“All rise,” said the clerk, and they all rose, including the defendant, whose slight build and guileless face belie the horrific things he had done. That contrast is at the core of the defense’s strategy to save the life of Dzhokhar Tsarnaev, whose trial entered its sentencing phase this week. The trial had been heading here since the opening statement, when Judy Clarke said, “It was him,” acknowledging in three syllables that her client had committed the crimes of which he stood accused – that he was one of two men whose knapsacks filled with bombs brought carnage and never-ending grief to the Boston Marathon two years ago. Clarke’s aim was not to assert Tsarnaev’s innocence, but to save his life. On Monday, the defense team cut right to the chase: Spare our client the death penalty, said attorney David Bruck, because life in prison without the possibility of parole is far worse. “One punishment is over quickly, the other will last for life,” condemned to a solitary existence 12x7-foot cell at Colorado’s super max prison, described by its former warden as “a clean version of hell.”
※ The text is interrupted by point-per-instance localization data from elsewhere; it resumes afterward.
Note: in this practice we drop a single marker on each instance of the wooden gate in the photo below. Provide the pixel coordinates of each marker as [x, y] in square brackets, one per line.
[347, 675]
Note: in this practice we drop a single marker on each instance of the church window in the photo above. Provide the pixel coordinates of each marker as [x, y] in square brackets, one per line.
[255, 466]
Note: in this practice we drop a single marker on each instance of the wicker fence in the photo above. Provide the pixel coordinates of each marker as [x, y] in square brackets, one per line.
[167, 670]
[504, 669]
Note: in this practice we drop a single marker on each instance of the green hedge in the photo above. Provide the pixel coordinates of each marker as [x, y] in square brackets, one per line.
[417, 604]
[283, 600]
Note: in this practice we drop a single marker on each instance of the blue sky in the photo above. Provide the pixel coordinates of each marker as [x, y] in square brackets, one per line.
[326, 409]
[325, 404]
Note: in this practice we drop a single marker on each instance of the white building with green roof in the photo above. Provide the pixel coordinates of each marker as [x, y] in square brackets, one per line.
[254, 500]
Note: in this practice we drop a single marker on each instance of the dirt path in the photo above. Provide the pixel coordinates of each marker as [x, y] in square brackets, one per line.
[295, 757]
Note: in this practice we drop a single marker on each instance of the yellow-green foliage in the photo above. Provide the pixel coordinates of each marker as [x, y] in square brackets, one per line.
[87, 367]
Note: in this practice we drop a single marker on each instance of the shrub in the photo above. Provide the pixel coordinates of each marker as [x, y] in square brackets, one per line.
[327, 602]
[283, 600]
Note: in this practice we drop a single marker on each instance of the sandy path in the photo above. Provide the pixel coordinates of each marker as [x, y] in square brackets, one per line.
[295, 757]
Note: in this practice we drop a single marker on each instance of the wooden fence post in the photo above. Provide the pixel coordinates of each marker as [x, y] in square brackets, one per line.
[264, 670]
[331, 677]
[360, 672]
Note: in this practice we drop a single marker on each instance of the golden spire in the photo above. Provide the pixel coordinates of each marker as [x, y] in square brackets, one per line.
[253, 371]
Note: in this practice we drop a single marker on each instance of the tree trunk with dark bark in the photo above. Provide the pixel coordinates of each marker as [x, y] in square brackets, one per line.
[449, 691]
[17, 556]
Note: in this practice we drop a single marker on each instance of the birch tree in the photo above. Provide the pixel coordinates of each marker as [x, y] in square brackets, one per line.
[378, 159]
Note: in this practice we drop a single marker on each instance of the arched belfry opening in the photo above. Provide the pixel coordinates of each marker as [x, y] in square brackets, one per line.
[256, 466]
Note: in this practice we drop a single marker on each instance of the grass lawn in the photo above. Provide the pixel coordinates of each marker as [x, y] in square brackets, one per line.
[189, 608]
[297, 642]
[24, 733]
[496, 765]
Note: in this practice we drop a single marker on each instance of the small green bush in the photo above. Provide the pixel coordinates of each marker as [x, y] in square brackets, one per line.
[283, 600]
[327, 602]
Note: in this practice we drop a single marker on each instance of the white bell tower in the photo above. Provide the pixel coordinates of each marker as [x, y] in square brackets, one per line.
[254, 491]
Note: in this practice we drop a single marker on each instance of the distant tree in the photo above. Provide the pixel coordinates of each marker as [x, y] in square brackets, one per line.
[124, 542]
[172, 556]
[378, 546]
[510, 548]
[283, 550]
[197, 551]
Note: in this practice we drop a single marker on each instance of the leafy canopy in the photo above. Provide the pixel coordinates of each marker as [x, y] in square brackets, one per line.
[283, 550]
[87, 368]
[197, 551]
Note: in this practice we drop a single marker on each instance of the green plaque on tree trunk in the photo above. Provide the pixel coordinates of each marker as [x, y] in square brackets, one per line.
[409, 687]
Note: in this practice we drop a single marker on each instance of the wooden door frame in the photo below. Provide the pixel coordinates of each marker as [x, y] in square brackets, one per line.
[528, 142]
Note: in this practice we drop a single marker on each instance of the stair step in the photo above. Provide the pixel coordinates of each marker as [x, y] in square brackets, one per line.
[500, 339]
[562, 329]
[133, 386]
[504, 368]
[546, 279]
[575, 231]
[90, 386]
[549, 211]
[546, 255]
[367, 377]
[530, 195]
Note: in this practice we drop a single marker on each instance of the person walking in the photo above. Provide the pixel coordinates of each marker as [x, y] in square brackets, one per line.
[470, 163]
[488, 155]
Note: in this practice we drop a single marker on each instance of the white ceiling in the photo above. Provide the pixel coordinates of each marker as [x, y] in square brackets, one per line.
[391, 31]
The defense’s portrait of Tsarnaev as a lost teenager – “a good kid” from a disintegrated family, overwhelmed by his murderous and fanatical brother – points to the possibility of rehabilitation.
“When it’s 23 hours a day in a room with a slit of a window where you can’t even see the Rocky Mountains,” ex-warden Robert Hood told Mark Binelli, “let’s be candid here. It’s not designed for rehabilitation.”
The defense relentlessly builds its case of humanizing Jokar.
He was an incredibly hard worker who “always wanted to do the right thing,” his third-grade teacher told the jury.
“He looks around the room,” said a spectator, “and maybe it’s the last time he sees a woman in his life.”
“Jokar was super smart, very kind . . . a really lovely person,” said his fifth-grade teacher.
“This is where the government keeps other terrorists who used to be famous but aren’t anymore,” Bruck told the jury, “He goes here and he’s forgotten. No more spotlight like the death penalty brings . . . no martyrdom . . . no autobiography . . . no nothing.”
“He was quiet, friendly, humble,” said his eighth-grade teacher. “All the teachers loved him.”
“He’ll be crazy in a couple of months,” said a spectator.
In their determination to save his life, have his lawyers condemned Tsarnaev to a living death?
“Why don’t they just ask him?” said a spectator.